Le piaceva tanto, la Madonna delle Lacrime. Aveva due belle guancie paffute, indossava una bella veste cremisi e trapunta di stelle, col braccio destro reggeva un bel bambolotto che probabilmente era il Bambin Gesù

Nelle bacheche in vetro si conservano oggetti preziosi, tra cui una pisside in argento sbalzato usata da papa Giovanni Paolo II nella sua visita in Romagna. Degne di nota sono le panche settecentesche con gli schienali decorati a tempera delle famiglie aristocratiche longianesi. E Longiano è raffigurata in modo minuzioso sul dipinto di San Valerio Martire (1748) di Giuseppe Rosi, del cui santo sono custodite le reliquie nell’altare. Dal 1996 è presente anche il gruppo di scultura in terracotta policroma Il Compianto sul Cristo dello scultore Ilario Fioravanti.

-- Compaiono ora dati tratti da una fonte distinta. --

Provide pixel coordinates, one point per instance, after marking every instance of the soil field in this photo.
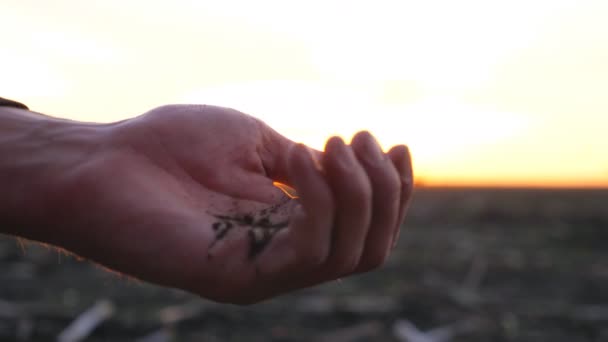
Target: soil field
(472, 265)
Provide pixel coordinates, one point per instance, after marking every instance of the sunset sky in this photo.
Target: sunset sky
(507, 93)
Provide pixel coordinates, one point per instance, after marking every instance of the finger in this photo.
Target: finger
(400, 155)
(386, 186)
(352, 193)
(306, 241)
(274, 150)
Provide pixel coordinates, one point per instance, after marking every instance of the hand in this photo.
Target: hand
(183, 196)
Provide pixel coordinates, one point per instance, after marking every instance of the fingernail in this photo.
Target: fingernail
(408, 177)
(315, 159)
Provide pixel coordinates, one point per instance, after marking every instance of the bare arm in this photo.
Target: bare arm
(183, 196)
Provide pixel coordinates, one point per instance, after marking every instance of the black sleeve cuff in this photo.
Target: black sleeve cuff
(9, 103)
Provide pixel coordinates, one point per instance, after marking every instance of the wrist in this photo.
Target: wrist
(38, 154)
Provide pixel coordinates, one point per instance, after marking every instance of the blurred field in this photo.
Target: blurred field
(488, 264)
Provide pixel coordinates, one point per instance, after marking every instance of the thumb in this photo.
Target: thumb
(274, 152)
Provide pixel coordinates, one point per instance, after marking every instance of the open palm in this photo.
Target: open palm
(183, 196)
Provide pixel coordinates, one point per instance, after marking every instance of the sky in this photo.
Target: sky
(507, 93)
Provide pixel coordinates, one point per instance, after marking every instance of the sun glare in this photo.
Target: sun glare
(483, 92)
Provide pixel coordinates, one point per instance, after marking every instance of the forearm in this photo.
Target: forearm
(37, 153)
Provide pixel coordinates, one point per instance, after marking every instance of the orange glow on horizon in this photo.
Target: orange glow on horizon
(483, 93)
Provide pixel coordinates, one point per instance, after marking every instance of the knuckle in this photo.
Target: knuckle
(360, 194)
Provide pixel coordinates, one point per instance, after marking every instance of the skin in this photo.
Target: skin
(183, 196)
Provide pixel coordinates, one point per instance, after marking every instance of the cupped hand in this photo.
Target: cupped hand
(185, 196)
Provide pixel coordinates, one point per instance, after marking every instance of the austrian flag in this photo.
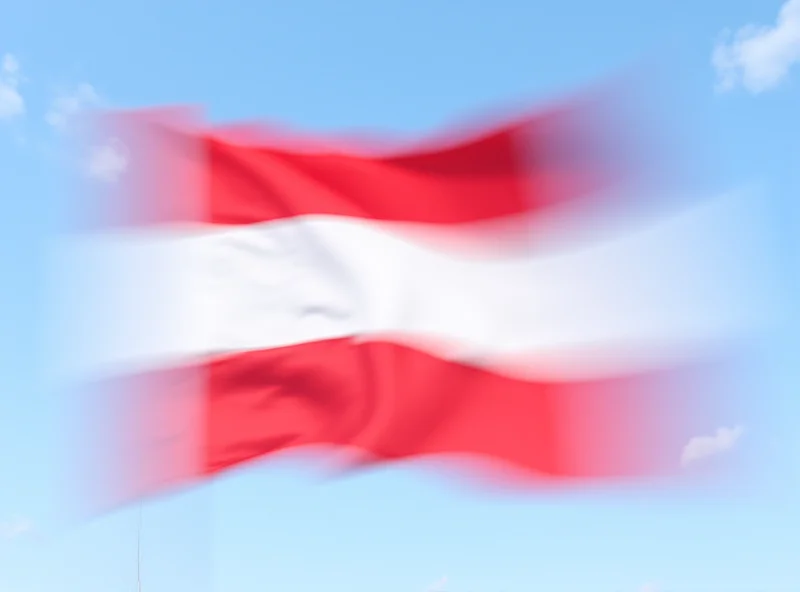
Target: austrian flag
(515, 295)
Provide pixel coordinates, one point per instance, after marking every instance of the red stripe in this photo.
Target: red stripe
(180, 172)
(395, 402)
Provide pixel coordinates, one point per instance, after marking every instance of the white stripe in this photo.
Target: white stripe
(664, 289)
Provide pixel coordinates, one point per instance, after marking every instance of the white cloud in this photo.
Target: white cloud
(15, 527)
(107, 162)
(69, 104)
(759, 57)
(11, 102)
(703, 447)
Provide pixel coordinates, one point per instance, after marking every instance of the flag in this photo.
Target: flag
(478, 296)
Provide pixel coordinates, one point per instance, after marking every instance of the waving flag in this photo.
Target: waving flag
(480, 296)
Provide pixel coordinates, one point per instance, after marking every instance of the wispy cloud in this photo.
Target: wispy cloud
(759, 57)
(704, 447)
(107, 162)
(14, 527)
(66, 105)
(12, 104)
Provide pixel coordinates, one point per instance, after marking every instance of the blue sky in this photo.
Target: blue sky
(403, 66)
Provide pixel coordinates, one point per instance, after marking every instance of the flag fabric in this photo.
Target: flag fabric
(467, 297)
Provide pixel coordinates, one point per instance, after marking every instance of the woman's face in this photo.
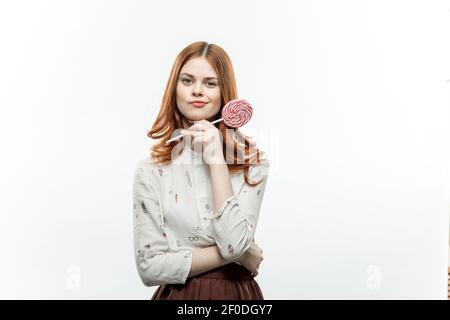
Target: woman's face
(198, 82)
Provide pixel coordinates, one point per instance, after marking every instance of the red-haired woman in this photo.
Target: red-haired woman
(196, 212)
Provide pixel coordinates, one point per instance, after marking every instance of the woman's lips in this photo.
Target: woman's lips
(198, 104)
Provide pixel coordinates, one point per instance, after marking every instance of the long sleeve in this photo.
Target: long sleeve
(234, 224)
(156, 262)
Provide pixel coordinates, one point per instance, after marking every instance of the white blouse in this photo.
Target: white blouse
(173, 215)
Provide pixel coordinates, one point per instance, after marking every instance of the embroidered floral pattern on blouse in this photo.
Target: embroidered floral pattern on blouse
(188, 178)
(144, 209)
(230, 249)
(166, 246)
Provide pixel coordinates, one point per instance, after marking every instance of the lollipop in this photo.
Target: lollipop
(235, 114)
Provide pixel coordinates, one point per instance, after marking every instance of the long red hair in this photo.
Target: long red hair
(170, 118)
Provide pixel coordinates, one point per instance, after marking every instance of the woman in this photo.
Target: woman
(197, 199)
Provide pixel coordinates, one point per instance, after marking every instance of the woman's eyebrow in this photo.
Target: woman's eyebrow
(190, 75)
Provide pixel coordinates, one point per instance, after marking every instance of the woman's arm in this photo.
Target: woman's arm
(206, 259)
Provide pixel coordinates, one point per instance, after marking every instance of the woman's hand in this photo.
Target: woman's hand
(207, 138)
(251, 259)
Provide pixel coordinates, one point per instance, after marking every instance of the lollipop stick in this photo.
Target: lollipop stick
(179, 136)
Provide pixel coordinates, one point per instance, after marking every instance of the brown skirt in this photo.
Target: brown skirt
(229, 282)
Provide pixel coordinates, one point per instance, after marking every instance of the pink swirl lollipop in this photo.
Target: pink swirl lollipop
(235, 114)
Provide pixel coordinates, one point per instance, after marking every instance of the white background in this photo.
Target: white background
(351, 102)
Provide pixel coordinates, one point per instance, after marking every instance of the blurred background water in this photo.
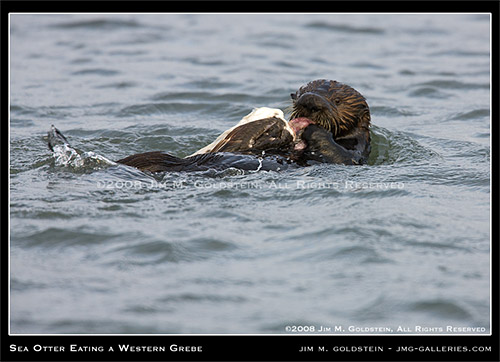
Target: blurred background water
(403, 241)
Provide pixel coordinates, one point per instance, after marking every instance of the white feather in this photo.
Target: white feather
(255, 115)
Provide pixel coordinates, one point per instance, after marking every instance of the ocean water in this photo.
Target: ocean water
(401, 242)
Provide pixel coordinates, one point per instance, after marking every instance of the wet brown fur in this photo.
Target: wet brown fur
(335, 106)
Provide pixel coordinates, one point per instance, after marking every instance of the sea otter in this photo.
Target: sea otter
(329, 123)
(340, 134)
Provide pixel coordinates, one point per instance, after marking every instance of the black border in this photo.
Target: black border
(251, 348)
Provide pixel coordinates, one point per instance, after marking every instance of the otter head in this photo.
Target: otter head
(334, 106)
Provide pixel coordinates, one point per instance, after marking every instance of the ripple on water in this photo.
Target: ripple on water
(442, 309)
(344, 28)
(98, 24)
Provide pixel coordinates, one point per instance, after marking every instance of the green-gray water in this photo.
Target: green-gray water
(403, 241)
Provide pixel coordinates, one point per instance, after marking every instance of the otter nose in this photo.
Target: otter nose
(312, 102)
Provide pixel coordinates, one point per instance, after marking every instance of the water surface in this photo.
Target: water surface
(402, 241)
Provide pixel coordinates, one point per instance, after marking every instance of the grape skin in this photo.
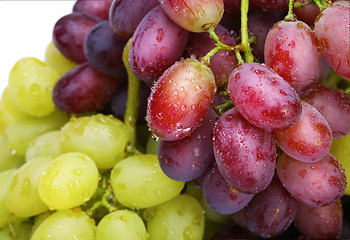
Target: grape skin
(244, 153)
(314, 183)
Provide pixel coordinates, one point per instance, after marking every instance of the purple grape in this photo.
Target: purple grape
(314, 183)
(270, 212)
(180, 100)
(223, 62)
(291, 51)
(332, 30)
(125, 15)
(156, 45)
(334, 105)
(69, 35)
(220, 196)
(263, 97)
(83, 89)
(104, 49)
(310, 139)
(245, 154)
(97, 8)
(319, 222)
(188, 158)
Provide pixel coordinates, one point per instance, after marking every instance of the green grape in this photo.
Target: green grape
(16, 231)
(22, 195)
(341, 150)
(139, 182)
(56, 60)
(6, 118)
(46, 144)
(24, 130)
(71, 224)
(209, 213)
(31, 82)
(69, 181)
(9, 159)
(10, 106)
(180, 218)
(5, 215)
(103, 138)
(123, 223)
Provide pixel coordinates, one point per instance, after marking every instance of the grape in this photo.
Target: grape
(309, 139)
(125, 15)
(72, 178)
(185, 215)
(291, 50)
(271, 211)
(8, 159)
(341, 150)
(22, 194)
(47, 144)
(334, 105)
(220, 196)
(263, 97)
(332, 30)
(98, 8)
(245, 154)
(30, 86)
(138, 182)
(188, 158)
(9, 105)
(5, 215)
(180, 99)
(58, 61)
(83, 89)
(314, 183)
(156, 44)
(103, 138)
(319, 222)
(24, 130)
(69, 35)
(123, 223)
(103, 50)
(221, 63)
(72, 224)
(192, 15)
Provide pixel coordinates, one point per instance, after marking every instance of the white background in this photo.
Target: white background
(26, 30)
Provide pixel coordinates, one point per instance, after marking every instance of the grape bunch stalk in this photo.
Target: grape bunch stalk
(194, 119)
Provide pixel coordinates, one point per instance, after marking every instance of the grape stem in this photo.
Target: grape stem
(133, 102)
(290, 16)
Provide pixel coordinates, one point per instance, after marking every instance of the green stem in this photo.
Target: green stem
(244, 32)
(133, 102)
(290, 16)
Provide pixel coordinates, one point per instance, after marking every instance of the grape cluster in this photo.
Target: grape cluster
(196, 119)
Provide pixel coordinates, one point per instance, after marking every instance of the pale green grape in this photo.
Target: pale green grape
(5, 215)
(6, 118)
(101, 137)
(341, 150)
(10, 106)
(22, 195)
(72, 224)
(31, 83)
(69, 181)
(46, 144)
(181, 218)
(139, 182)
(9, 159)
(16, 231)
(56, 60)
(25, 129)
(121, 225)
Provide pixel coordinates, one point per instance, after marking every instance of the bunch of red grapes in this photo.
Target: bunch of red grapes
(241, 105)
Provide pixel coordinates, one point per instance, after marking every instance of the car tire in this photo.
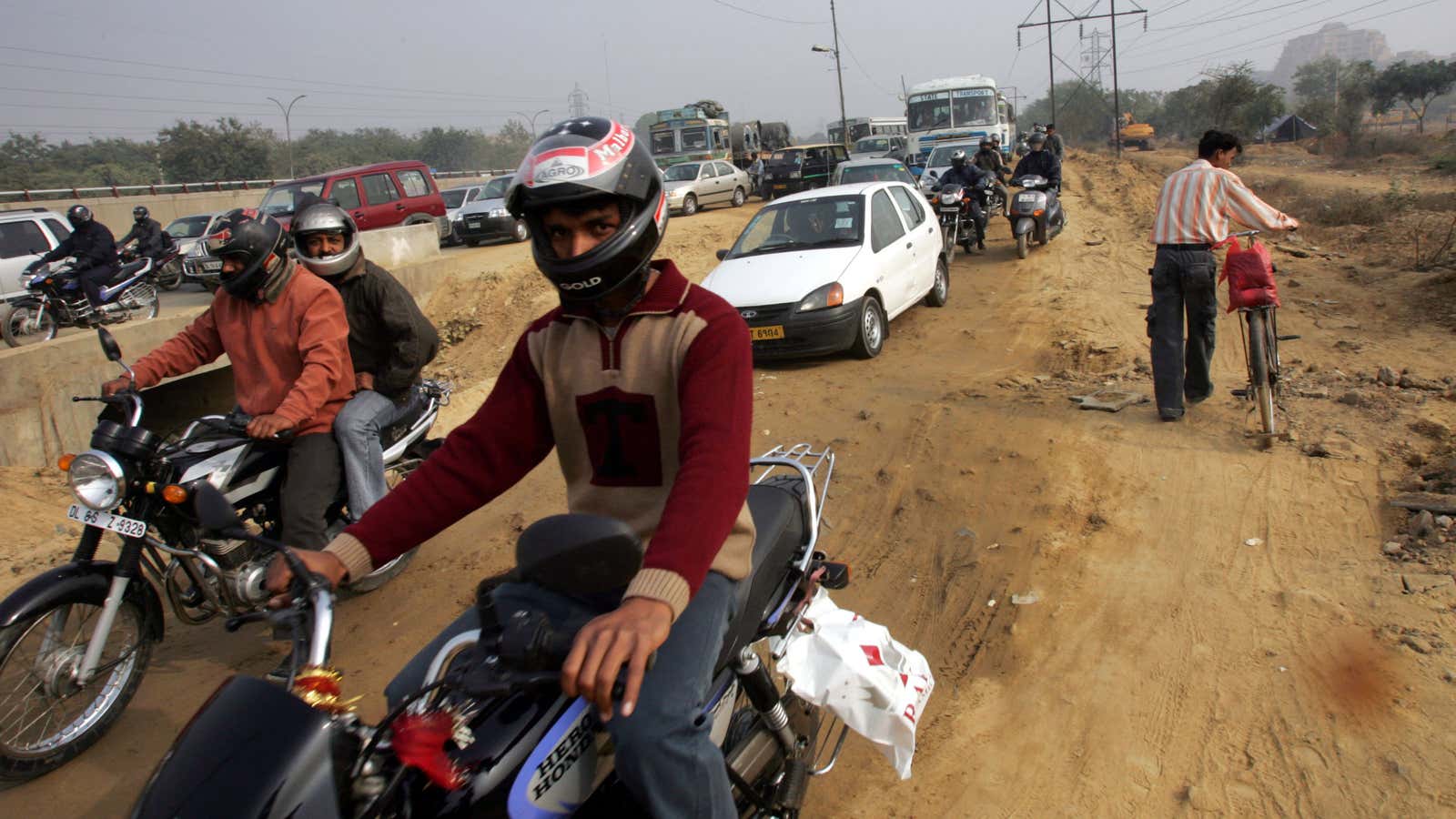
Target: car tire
(941, 288)
(870, 339)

In un vecchio asilo infantile, nel 1986, è stato allestito il Museo del Territorio che conta circa 6.000 reperti proveniente da tutta la Romagna e relativi agli antichi mestieri e ai lavori domestici, compresi giocattoli dei primi del Novecento. Si sviluppa su due piani e possiede una considerevole raccolta di aratri, seminatrici, attrezzi per la vinificazione e per l’allevamento di animali da cortile, oltre che per l’apicoltura. Merita di essere menzionata una raccolta di piante topografiche della zona risalenti ai primi dell’Ottocento. Sono in mostra anche esemplari di Vespe e di Lambrette.

Nell’ex Convento di San Girolamo ha trovato ospitalità la Galleria delle Maschere, dove sono esposte trentuno sculture in bronzo, di fine anni Novanta, dell’artista longianese Domenico Neri che rappresentano le maschere della Commedia dell’Arte.

All’inizio di questo mese di maggio si è tenuta in paese l’inaugurazione delle targhe bilingui (italiano e inglese) per musei e chiese storiche. I nuovi cartigli per il turismo si devono al Lions Club Rubicone.

Esiste un cippo che ricorda il passaggio di Garibaldi in fuga da Roma, per le vicende legate ai Mori risorgimentali. L’eroe dei Due Mondi venne aiutato da alcuni longianesi a raggiungere il mare di Cesenatico.

Uno spettacolo da non perdere è la grande fioritura dei tanti frutteti che circondano il centro nelle prime settimane di marzo. È di grande suggestione lo spettacolo degli alberi e camminare su tappeti di fiori bianchi e rosa.

Si torna nuovamente sulla statale per fare poco più di 40 km e raggiungere nella provincia riminese la città di Cattolica, punto di arrivo della tappa odierna.